I can’t tell you how excited and pleased and thrilled and totally hap-hap-happy I was! Joy spilling all over. I sat in that recliner chair and I did NOT want to get up!

So… fast forward to resting in Jesus. God set me up to want to stay in that chair. So stay I did. And I sat there and thought about praying. But then I thought – no – I have to rest. Praying is work. Good work, but that’s not my job at the moment. And I didn’t want to just rest. I’ve done that a lot in the past 11 months trying to recover from the adrenal crash. I needed to rest in Jesus. How do I do that?

So I laid back in the recliner and with a sigh of relief, rested my inner being, as if I was just leaning right into Jesus. God must have given me grace to do this, because as I took on an inner posture of relief and relaxing into Jesus, I started to laugh, which made me cry. And then I laughed and cried out loud for ages. Friends of mine call this craughing! Love that word! When I stopped laughing, I would redo the relaxing in Jesus posture and it would set me off again.

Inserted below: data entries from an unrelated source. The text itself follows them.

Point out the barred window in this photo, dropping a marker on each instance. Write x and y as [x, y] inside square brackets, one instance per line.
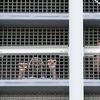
[18, 36]
[42, 6]
[90, 6]
[9, 66]
[91, 36]
[92, 67]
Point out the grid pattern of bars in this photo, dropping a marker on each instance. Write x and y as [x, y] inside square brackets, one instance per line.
[92, 67]
[14, 36]
[91, 6]
[91, 36]
[9, 66]
[36, 6]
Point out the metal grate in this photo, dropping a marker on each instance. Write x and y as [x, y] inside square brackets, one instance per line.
[91, 36]
[9, 66]
[14, 36]
[90, 6]
[36, 6]
[92, 67]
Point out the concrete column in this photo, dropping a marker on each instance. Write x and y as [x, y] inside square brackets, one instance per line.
[76, 50]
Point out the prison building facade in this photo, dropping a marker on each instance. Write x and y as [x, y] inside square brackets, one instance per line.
[40, 29]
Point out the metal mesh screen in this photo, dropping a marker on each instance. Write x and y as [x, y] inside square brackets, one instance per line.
[92, 67]
[90, 6]
[9, 66]
[91, 36]
[14, 36]
[43, 6]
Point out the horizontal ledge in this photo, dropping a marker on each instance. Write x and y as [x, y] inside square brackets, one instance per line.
[45, 19]
[45, 16]
[45, 82]
[60, 50]
[88, 50]
[34, 50]
[44, 86]
[33, 16]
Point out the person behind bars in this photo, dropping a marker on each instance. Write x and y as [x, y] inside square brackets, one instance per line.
[22, 69]
[52, 66]
[97, 61]
[38, 66]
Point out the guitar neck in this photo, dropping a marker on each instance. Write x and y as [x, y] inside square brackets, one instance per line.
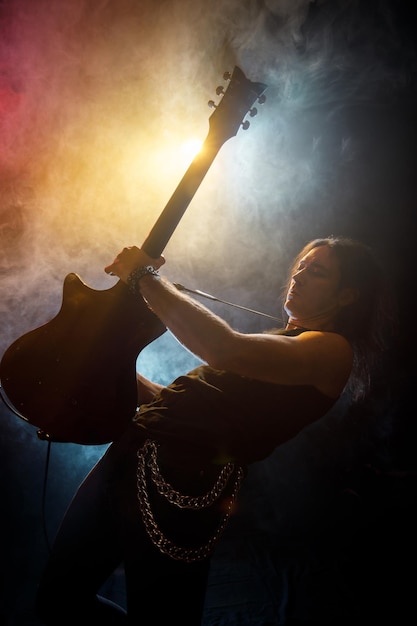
[165, 225]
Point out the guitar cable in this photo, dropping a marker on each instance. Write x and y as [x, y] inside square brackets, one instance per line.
[42, 436]
[203, 294]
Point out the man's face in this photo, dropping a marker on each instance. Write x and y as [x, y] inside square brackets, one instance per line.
[314, 295]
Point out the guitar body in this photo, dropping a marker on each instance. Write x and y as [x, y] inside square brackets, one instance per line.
[75, 376]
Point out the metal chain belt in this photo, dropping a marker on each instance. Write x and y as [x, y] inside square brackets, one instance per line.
[147, 457]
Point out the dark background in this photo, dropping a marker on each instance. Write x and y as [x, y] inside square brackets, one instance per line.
[324, 533]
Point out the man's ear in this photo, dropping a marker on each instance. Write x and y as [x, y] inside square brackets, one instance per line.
[347, 296]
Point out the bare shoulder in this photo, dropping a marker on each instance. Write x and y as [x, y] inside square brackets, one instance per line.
[328, 357]
[328, 339]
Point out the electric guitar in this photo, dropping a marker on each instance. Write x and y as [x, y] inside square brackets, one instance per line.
[75, 377]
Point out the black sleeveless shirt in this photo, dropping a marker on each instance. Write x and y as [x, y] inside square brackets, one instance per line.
[214, 416]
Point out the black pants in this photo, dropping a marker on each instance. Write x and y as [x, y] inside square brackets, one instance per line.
[103, 528]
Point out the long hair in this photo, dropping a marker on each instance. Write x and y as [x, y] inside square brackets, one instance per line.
[370, 322]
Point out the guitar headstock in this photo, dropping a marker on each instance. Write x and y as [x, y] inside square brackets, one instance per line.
[236, 102]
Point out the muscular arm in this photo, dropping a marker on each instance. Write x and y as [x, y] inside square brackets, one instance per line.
[316, 358]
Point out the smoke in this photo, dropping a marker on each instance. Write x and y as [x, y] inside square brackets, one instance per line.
[97, 98]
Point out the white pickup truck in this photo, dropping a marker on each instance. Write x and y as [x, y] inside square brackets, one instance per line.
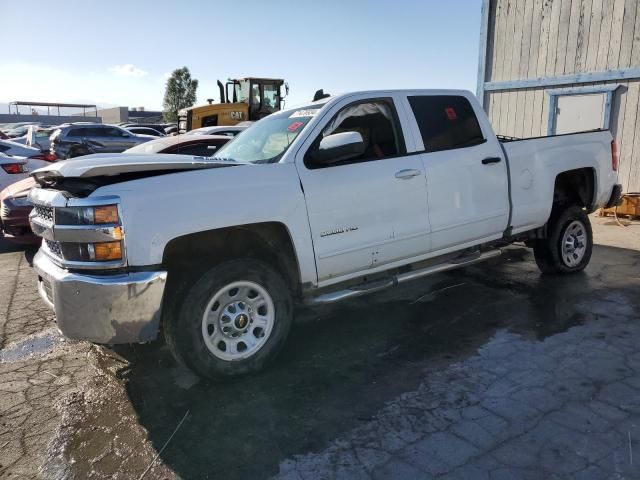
[331, 200]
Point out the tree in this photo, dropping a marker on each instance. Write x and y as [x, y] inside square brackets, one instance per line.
[180, 93]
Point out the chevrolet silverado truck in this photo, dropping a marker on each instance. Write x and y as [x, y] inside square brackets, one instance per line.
[331, 200]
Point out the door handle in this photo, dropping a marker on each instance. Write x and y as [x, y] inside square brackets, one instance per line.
[408, 173]
[487, 161]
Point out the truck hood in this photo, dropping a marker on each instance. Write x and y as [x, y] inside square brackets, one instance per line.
[81, 176]
[115, 164]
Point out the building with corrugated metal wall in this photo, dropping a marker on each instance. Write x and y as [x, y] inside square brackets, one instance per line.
[558, 66]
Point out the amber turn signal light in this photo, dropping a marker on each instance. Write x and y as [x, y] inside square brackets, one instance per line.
[105, 214]
[108, 251]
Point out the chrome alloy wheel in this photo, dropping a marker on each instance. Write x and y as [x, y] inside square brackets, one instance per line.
[238, 320]
[574, 244]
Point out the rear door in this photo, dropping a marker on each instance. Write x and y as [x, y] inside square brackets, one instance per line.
[467, 179]
[369, 211]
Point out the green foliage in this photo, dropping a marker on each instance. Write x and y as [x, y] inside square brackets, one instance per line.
[180, 92]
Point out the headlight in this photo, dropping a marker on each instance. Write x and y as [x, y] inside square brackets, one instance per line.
[104, 214]
[90, 252]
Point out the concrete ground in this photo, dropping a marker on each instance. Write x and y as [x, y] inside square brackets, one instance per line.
[488, 372]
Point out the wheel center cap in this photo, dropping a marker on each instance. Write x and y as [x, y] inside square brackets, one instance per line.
[241, 321]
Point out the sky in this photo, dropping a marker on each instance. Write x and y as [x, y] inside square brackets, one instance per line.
[120, 53]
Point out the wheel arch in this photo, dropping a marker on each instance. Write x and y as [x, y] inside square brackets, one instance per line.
[575, 187]
[270, 242]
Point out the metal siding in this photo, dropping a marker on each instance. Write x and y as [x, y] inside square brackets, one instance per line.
[546, 38]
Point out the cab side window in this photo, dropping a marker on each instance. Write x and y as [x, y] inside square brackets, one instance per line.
[375, 120]
[446, 122]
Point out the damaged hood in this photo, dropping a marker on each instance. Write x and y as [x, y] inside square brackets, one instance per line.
[101, 165]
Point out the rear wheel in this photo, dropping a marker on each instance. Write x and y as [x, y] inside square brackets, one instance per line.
[569, 245]
[233, 320]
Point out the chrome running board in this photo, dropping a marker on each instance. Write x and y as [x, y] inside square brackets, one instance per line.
[370, 287]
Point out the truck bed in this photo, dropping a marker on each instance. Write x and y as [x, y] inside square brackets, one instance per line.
[534, 164]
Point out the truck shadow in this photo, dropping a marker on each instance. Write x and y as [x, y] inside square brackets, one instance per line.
[341, 364]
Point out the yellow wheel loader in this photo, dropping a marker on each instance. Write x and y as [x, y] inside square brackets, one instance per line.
[241, 100]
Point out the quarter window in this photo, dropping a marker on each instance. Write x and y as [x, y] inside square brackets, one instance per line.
[446, 122]
[77, 132]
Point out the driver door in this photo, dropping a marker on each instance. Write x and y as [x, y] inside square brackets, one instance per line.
[369, 211]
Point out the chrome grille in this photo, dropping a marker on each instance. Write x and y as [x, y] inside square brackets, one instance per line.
[54, 247]
[44, 212]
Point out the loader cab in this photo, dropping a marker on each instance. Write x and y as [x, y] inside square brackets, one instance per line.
[241, 99]
[262, 95]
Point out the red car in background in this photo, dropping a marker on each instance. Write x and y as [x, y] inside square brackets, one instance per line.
[14, 212]
[15, 208]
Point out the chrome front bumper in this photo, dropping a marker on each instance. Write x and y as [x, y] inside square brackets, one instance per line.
[120, 308]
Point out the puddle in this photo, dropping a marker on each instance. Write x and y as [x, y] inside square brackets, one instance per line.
[39, 345]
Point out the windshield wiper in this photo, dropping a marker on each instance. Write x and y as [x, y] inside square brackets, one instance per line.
[224, 159]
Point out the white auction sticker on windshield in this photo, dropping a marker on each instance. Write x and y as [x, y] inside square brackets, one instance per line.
[304, 113]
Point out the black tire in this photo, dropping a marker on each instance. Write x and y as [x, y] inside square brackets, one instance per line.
[183, 331]
[548, 251]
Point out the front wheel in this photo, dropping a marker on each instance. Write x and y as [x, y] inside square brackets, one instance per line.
[233, 320]
[569, 245]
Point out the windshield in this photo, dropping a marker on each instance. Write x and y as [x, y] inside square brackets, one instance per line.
[267, 140]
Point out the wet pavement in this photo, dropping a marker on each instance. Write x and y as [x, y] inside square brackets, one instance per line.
[488, 372]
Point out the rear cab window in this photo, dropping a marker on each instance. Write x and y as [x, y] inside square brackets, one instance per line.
[446, 122]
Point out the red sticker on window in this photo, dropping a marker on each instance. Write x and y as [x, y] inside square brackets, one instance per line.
[294, 126]
[451, 113]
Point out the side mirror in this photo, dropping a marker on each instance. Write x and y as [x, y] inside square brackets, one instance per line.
[338, 147]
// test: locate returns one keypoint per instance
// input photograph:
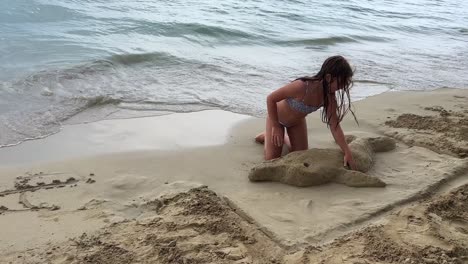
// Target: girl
(288, 106)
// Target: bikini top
(300, 106)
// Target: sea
(78, 61)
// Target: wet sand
(102, 178)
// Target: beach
(174, 189)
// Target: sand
(320, 166)
(106, 180)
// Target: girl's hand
(277, 135)
(348, 160)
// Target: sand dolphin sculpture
(320, 166)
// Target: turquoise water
(62, 57)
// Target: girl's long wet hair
(339, 68)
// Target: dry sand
(111, 180)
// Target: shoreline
(145, 163)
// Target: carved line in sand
(320, 166)
(23, 186)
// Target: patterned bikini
(300, 106)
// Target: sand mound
(321, 166)
(446, 132)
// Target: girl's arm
(338, 134)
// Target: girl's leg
(271, 151)
(298, 136)
(260, 138)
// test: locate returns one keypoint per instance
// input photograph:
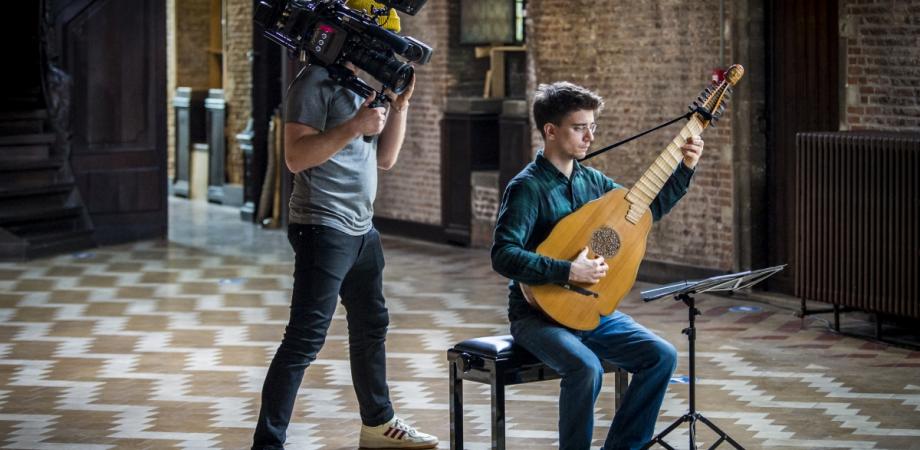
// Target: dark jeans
(577, 356)
(329, 263)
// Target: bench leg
(456, 407)
(621, 382)
(498, 412)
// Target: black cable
(702, 111)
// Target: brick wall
(186, 47)
(882, 64)
(237, 80)
(648, 62)
(411, 190)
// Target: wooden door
(803, 95)
(115, 52)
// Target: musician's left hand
(692, 151)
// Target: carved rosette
(605, 242)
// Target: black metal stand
(692, 416)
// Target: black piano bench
(495, 360)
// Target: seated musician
(549, 188)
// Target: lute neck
(641, 195)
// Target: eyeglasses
(584, 127)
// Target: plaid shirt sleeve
(511, 256)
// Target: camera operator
(337, 250)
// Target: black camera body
(331, 34)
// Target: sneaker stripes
(395, 433)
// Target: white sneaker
(395, 434)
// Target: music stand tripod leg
(692, 415)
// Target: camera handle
(347, 79)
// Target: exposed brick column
(237, 80)
(882, 64)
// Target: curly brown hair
(552, 102)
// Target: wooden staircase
(41, 212)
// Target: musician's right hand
(585, 270)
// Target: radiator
(857, 221)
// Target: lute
(616, 227)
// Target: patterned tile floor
(164, 344)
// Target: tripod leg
(659, 439)
(722, 435)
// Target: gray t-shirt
(339, 192)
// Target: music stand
(682, 291)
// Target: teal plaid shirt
(534, 201)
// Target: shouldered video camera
(330, 34)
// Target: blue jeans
(327, 264)
(577, 355)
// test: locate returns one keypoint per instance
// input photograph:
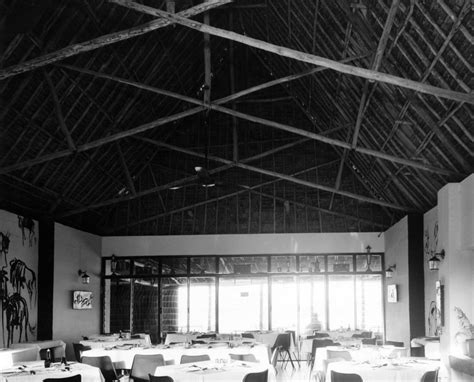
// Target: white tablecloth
(231, 372)
(403, 370)
(58, 347)
(94, 344)
(89, 373)
(123, 358)
(9, 356)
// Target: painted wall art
(18, 283)
(81, 299)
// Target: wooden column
(45, 278)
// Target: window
(157, 294)
(243, 304)
(202, 304)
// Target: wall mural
(18, 289)
(434, 312)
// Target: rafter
(105, 40)
(302, 56)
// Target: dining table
(35, 371)
(407, 369)
(214, 371)
(122, 355)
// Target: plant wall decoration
(15, 311)
(27, 224)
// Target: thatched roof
(364, 111)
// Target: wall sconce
(433, 263)
(84, 276)
(390, 270)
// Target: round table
(409, 369)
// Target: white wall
(74, 250)
(397, 317)
(456, 232)
(27, 253)
(241, 244)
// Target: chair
(104, 363)
(395, 343)
(154, 378)
(318, 343)
(341, 377)
(283, 344)
(144, 364)
(78, 349)
(72, 378)
(430, 376)
(243, 357)
(256, 377)
(194, 358)
(318, 335)
(344, 354)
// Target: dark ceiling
(109, 107)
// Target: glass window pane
(312, 304)
(145, 307)
(312, 264)
(203, 265)
(369, 303)
(117, 305)
(174, 265)
(243, 304)
(284, 303)
(174, 304)
(283, 263)
(202, 304)
(341, 302)
(117, 267)
(145, 266)
(243, 265)
(340, 263)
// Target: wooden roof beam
(253, 190)
(302, 56)
(105, 40)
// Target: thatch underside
(104, 133)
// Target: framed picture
(392, 293)
(81, 299)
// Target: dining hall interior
(247, 190)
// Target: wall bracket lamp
(433, 263)
(84, 276)
(390, 270)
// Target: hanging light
(84, 276)
(390, 270)
(434, 262)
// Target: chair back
(104, 363)
(395, 343)
(72, 378)
(144, 364)
(78, 349)
(154, 378)
(274, 359)
(317, 334)
(344, 354)
(256, 377)
(194, 358)
(243, 357)
(283, 340)
(342, 377)
(430, 376)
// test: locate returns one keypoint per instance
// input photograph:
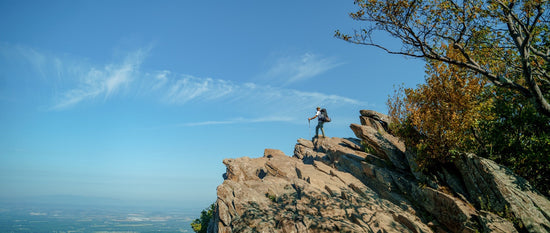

When I thought to pray, it wasn’t restful, so then I would just relax into Jesus again. He became my place of rest, my place of safety and no striving and absolute freedom. No judgment, no stress, no weights. I can’t help crying writing this. It was absolutely wonderful. And my gut started to feel peaceful and rested. I don’t remember ever feeling my gut being rested. It always felt uptight. I would tell the psychologist that I’ve been seeing, since my crash last year, that I could feel constant uptightness in my gut. It wasn’t relaxing, but just a present reality that I didn’t know how to get rid of.

So then I felt immensely grateful and relieved to have this new feeling of rest deep within my gut. The best way to describe it was like having rivers of living water flowing within me. I laughed, because this is in the Bible (John 7:38). But I’d never experienced it quite like this.

Then on the third day of resting in Jesus, I hadn’t started Summer on the medication yet and I didn’t have carers helping me that afternoon or my husband. So I was bracing myself for having the five kids on my own, after a very tough prior weekend with Summer. I remember the kids all coming in the door after school and milling around. I was expecting them to bubble manically around me, but as soon as they came near, it was like they bounced into my peace and dissolved. They were calm. I watched their energy diffuse without me saying a word. The whole afternoon and evening was so much easier. I was OK. I was peaceful. I can’t tell you how good that was.

The next day I didn’t want to start Summer on the medication cos I wanted to see if this new inner peace impact could continue. My friend cautioned me not to use up all my new God energy on Summer. She wanted me to recover quicker. The next morning I woke up with clarity. I thought God will get the glory in the end. We can tackle this from a multi-faceted way. I started her on the medication, which we were told would have no positive impact until two weeks after starting. Summer has been consistently calmer for five weeks now, starting from two days before we started the medication.

Since then my peace and rest has been up and down, as I spend less time resting in Jesus. I can’t stay in the chair all day, as I have stuff that needs doing. So I am practicing negotiating the balance between resting in Jesus and also living life. I want to grow in this rest. God showed me what is possible with extra grace in those first three days and now I want to grow in this and practice it. I believe the medication is helping Summer continue this calm, while I am still practicing and it is helping her personally wherever she is.

I love how God shows me what is possible and then helps me journey to grow into it!